问题描述
最近观察网站(Powered By WordPress)后台日志发现,Googlebot大量请求/wp-login.php?redirect_to=xxx(xxx表示某个文章页的URL)这一类页面。这些请求最后都直接返回/wp-login.php登陆页面的简短内容,无论请求多少次,返回的内容都大同小异。这个情况,一方面对搜索引擎非常不友好,大量URL对应的内容一致;另外一方面,这种对网站搜索排名没有意义的请求,却浪费了较多的带宽资源。
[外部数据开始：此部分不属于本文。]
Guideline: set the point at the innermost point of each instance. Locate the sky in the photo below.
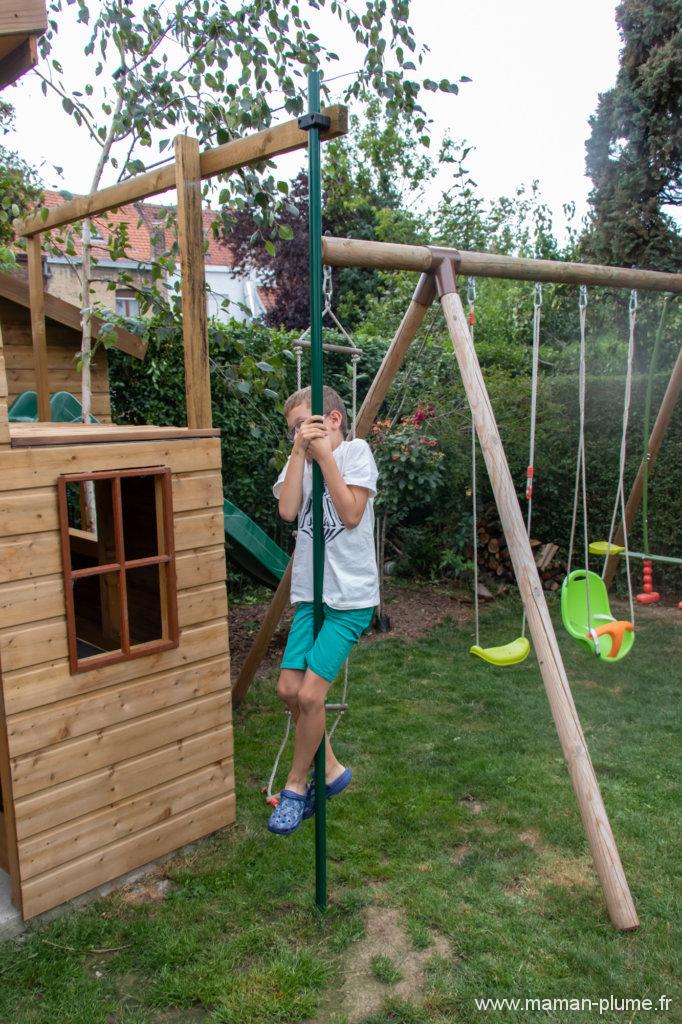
(537, 70)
问题截图如下:
可能看不太清楚,这里再贴几条日志:
"GET /wp-login.php?redirect_to=https%3A%2F%2Fvimsky.com%2Farticle%2F8140.html HTTP/1.1" 200 4689 "vimsky.com" "-" "Mozilla/5.0 (compatible; Googlebot/2.1; +http://www.google.com/bot.html)" "-"
"GET /wp-login.php?redirect_to=https%3A%2F%2Fvimsky.com%2Farticle%2F8145.html HTTP/1.1" 200 4689 "vimsky.com" "-" "Mozilla/5.0 (compatible; Googlebot/2.1; +http://www.google.com/bot.html)" "-"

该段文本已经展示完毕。